There are no relevant facts for the apparent failure of PrEP, but for the spread of drug resistance, it was the fact that this patient also had two mutations of resistance to drug integrase inhibitor and drug resistance elvitegravir.
HIV transmission with integrase inhibitor resistance is very rare, and in particular resistance to all drugs except raltegravir, the first integrase inhibitor. The observed resistance pattern is compatible with the unnamed person who has passed on the virus being in a fault scheme Stribild (two classes of four the combination drug pill of tenofovir, emtricitabine, cobicistat and elvitegravir).

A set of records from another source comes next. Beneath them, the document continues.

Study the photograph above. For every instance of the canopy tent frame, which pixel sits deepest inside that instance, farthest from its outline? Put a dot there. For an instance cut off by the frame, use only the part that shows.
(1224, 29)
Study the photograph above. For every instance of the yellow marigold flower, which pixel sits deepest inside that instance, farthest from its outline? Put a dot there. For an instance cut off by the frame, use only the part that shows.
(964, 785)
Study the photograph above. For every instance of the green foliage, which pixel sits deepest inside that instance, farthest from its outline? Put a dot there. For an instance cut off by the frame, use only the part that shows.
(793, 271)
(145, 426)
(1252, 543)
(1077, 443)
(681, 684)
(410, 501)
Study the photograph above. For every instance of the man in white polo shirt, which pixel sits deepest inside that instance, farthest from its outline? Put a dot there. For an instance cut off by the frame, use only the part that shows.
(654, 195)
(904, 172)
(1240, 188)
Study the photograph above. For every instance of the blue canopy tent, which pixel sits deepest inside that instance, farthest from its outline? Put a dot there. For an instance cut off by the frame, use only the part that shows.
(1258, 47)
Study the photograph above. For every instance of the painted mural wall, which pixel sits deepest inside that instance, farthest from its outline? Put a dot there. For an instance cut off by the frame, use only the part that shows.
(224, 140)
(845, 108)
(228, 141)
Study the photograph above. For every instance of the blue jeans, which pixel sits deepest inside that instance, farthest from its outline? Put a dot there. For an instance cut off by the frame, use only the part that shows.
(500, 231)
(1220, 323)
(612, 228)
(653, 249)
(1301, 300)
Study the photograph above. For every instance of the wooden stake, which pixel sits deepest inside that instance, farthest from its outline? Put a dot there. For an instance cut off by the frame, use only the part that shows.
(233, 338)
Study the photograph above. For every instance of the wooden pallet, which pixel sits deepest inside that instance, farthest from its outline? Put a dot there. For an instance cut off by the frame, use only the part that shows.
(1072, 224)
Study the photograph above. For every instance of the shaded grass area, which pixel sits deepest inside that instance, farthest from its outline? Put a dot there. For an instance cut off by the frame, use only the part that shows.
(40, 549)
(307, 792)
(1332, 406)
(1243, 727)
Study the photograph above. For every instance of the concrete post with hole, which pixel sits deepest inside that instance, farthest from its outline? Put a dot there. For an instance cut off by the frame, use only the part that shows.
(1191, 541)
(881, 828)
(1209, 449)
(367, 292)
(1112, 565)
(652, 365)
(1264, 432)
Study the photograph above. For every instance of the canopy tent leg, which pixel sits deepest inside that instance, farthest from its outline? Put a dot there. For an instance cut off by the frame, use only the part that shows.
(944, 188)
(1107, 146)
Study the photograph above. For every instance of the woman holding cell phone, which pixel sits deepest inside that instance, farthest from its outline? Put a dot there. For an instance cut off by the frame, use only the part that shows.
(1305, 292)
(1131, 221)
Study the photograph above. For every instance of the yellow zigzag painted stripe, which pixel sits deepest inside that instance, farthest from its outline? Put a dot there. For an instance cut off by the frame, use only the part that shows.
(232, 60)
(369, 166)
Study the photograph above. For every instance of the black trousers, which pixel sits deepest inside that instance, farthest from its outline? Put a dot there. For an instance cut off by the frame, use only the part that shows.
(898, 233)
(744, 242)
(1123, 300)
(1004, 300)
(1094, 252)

Since four of the five first-line regimens are recommended by the Department of Health and Human Services, are based on integrase inhibitors, and that this class of drugs is being evaluated for use as PrEP, it would be the concern that more resistant viruses to resistant integrase inhibitors began to circulate.
The patient himself was placed on a class three regimen potent medications such as dolutegravir, rilpivirine and darunavir boosted and became undetectable only three weeks after onset.
In conclusion, this is probably not an absolutely booming point - it would take a level of drugs in samples collected at the time of infection for this. But on the balance of probabilities, with three different measures all accepted the patient report dauto, this is probably the first documented case of failure of Truvada PrEP despite high adherence and more than adequate drug levels although recently Two cases were reported on monotherapy with tenofovir.
It is not unexpected that there would be cases of PrEP failure; but the fact that this is the first case report among the tens of thousands of people held with PrEP shows that it is very rare.
Translated into 29 February 2016 by Claudio Souza from the text In the transmission of HIV integrase inhibitor-resistant seen in California Patients by Gus Cairns Published in: 25 of February of 2016 in aidsmap.com
Note: This photo date 2014, an event that my blog was voted the best health blog.